For twenty-six years I have seen this go on and I feel that if those wise peers are given training and the right kind of support, they can complete tasks and they have a right to compensation. That’s what I do. I may endure ridicule, but I respond by seeking to outperform my colleagues and sometimes I get respect.
As the Hearing Voices Movement demonstrates, lived experience and stories about managing psychosis and other struggles can be very helpful when shared amongst sufferers. More and more the clinics are hiring peers and including them as members of the treatment team.
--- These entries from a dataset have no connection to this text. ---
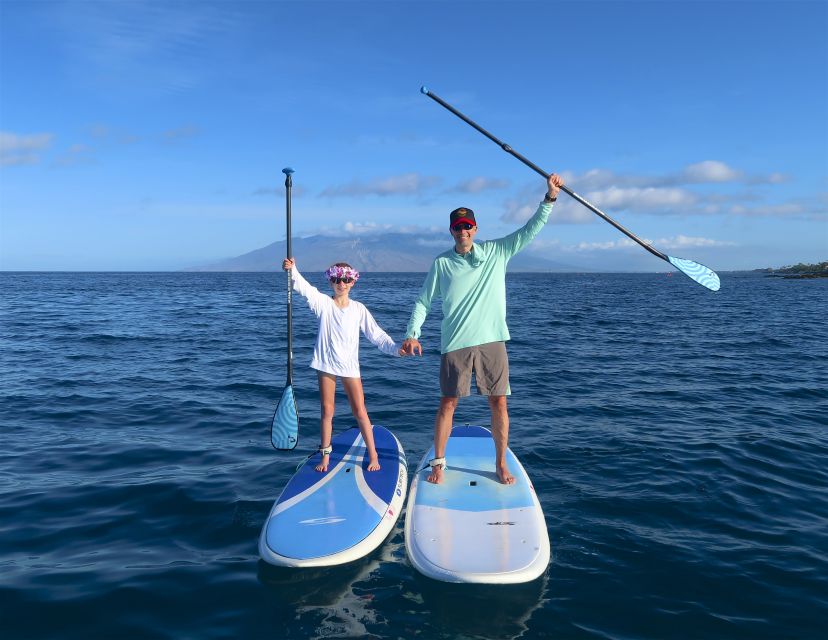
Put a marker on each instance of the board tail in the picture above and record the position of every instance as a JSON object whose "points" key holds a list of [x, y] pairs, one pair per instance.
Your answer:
{"points": [[284, 431]]}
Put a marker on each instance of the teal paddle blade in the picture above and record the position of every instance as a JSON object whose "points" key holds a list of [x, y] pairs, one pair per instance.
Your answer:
{"points": [[284, 432], [703, 275]]}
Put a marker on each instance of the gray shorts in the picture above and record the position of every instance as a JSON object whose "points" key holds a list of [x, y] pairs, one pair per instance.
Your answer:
{"points": [[489, 363]]}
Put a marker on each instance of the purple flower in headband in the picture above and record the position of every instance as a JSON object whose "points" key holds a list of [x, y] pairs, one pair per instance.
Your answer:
{"points": [[342, 272]]}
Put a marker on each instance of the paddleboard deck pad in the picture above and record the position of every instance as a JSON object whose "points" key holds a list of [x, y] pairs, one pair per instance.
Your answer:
{"points": [[471, 528], [341, 515]]}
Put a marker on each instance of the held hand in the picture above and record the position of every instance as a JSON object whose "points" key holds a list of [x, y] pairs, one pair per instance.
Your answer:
{"points": [[410, 347], [553, 185]]}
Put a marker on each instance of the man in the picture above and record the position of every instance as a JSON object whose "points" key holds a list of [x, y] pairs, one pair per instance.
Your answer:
{"points": [[471, 281]]}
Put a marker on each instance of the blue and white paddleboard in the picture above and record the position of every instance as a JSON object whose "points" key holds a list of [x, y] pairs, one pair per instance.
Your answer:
{"points": [[330, 518], [472, 528]]}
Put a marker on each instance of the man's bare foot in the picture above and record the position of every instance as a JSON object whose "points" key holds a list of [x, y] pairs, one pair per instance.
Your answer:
{"points": [[504, 476], [436, 475]]}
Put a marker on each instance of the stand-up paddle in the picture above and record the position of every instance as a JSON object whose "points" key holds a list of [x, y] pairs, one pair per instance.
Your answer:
{"points": [[698, 272], [284, 431]]}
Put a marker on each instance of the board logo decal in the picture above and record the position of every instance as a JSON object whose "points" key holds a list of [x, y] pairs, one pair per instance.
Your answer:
{"points": [[326, 520]]}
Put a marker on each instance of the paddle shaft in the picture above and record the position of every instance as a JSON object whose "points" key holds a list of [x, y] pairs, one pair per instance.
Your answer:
{"points": [[288, 187], [536, 168]]}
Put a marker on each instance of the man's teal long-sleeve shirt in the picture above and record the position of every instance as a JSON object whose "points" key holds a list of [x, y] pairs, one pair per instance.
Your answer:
{"points": [[473, 289]]}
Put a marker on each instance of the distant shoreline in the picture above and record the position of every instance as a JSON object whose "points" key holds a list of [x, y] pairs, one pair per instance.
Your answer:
{"points": [[798, 272]]}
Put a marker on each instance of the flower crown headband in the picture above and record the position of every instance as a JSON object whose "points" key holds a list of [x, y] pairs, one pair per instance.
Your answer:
{"points": [[342, 272]]}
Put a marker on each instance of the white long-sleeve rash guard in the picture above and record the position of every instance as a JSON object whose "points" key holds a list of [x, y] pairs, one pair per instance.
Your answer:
{"points": [[337, 341]]}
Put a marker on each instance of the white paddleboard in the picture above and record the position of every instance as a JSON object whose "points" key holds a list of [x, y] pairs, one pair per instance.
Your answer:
{"points": [[341, 515], [471, 528]]}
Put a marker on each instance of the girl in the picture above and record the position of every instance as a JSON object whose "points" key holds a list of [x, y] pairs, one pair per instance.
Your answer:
{"points": [[336, 353]]}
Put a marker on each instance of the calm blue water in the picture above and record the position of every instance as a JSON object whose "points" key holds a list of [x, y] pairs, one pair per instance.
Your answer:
{"points": [[678, 440]]}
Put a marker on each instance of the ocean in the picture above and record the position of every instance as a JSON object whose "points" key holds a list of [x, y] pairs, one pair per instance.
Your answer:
{"points": [[677, 439]]}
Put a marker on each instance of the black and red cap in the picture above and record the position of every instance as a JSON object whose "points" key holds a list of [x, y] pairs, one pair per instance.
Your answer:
{"points": [[462, 214]]}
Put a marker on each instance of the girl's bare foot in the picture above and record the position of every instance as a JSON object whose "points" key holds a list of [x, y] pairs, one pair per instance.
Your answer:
{"points": [[323, 466], [504, 476], [436, 475]]}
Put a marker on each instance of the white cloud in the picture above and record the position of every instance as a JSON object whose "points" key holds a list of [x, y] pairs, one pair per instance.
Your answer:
{"points": [[18, 149], [674, 242], [710, 171]]}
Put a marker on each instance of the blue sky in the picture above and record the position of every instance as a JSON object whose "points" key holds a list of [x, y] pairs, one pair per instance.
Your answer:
{"points": [[151, 135]]}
Indeed, there are a lot of people like me who know what it is like to repeatedly fail in treatment. I believe we can be utilized to improve services for others. Many others like me have training about what not to do:
- Lesson Number One–Don’t Side with Society Over the Sufferer;
- Lesson Number Two–Don’t Ignore Problems;
- Lesson Number Three–Don’t Engage in Dual Relationships that May Interpreted as Exploitative;
- Lesson Number Four—It Is Important to Set Reasonable Expectations;
- Lesson Number Five—It is Not Helpful to Make Negative Predictions;
- Lesson Number Six—It is Important Not to Ignore Signs of Abuse in Relationships;
- Lesson Number Seven—It is Important Not to Attack a Spiritual Tradition;
- Lesson Number Eight—Don’t Use Treatment to Attack a Political Ideology;
- Lesson Number Nine–Don’t Let the Basis of Your Trust Be Credentials;
- Lesson Number Ten–Don’t Make Decisions for the Client;
- Lesson Number Eleven–Don’t Presume Everything in a Paranoid Person’s Life is Paranoia;
- Lesson Number Twelve–Don’t Predict Permanent Warehousing for a Person in an Emergency;
- Lesson Number Thirteen—Don’t Collaborate with Imposed Treatment;
- Lesson Number Fourteen—Don’t Expect Psychosis to be Suppressed:
- Lesson Number Fifteen—Don’t Impose Your Economic Reality on Your Patient;
- Lesson Number Sixteen—True Healers Don’t Make Fun of a Subjugated Group!